I cannot think he will ever come to manhood.
Long before that the city will be sacked,
plundered top to bottom! Because you are dead,
her great guardian, you who always defended Troy,
who kept her loyal wives and helpless children safe,
all who will soon be carried off in the hollow ships
and I with them –
And you, my child, will follow me
to labor, somewhere, at harsh, degrading work,
slaving under some heartless master’s eye – that,
or some Achaean marauder will seize you by the arm
and hurl you headlong down from the ramparts – horrible death –
enraged at you because Hector once cut down his brother,
his father or his son, yes, hundreds of armed Achaeans
gnawed the dust of the world, crushed by Hector’s hands!

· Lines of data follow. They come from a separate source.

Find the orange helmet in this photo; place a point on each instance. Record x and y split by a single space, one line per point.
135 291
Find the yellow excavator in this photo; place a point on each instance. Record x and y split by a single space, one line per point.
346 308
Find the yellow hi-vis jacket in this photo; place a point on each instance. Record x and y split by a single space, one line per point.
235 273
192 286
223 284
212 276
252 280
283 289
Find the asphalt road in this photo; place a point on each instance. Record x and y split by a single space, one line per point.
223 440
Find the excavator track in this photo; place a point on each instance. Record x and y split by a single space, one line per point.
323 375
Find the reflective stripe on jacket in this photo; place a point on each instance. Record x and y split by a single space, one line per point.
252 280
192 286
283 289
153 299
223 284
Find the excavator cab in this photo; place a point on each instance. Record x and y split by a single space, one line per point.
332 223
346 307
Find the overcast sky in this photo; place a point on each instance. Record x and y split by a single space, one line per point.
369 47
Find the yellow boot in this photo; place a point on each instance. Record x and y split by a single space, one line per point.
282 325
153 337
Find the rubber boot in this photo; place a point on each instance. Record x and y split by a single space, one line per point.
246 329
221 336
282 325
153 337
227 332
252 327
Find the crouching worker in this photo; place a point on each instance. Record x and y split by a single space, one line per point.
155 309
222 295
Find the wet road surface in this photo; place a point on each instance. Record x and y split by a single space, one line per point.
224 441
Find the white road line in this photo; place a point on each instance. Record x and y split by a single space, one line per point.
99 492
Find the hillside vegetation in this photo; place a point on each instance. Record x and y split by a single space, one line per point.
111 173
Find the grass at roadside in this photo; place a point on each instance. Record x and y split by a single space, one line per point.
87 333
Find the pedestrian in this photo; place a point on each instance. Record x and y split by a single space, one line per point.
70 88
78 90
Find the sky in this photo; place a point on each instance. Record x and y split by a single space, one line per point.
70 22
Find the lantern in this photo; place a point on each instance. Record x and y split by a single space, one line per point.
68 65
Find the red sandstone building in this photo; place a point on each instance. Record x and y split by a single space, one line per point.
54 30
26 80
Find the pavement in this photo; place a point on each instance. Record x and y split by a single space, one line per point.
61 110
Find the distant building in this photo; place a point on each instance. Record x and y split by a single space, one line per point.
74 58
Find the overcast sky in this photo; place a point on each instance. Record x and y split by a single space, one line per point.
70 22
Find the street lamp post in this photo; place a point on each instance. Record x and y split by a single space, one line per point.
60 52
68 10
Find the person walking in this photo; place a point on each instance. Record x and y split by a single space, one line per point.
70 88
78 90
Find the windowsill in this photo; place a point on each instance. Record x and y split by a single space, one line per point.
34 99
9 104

Your father, remember, was no man of mercy…
not in the horror of battle.

– Homer

The Iliad, Book 24, lines 852-869. These are the words of the grieving Andromache to her fallen husband Hector near the end of Homer’s epic poem. She laments that their baby boy, without the protection of his father, will end up in slavery or hurled from the ramparts by some Achaean marauder. This is foreshadowing of the terrible death of her son Astyanax, which will happen soon after the fall of Troy. According to Greek mythology he is thrown to his death. The fall of Troy is also foreshadowed, with Andromache prophesying that the city will soon be sacked and plundered.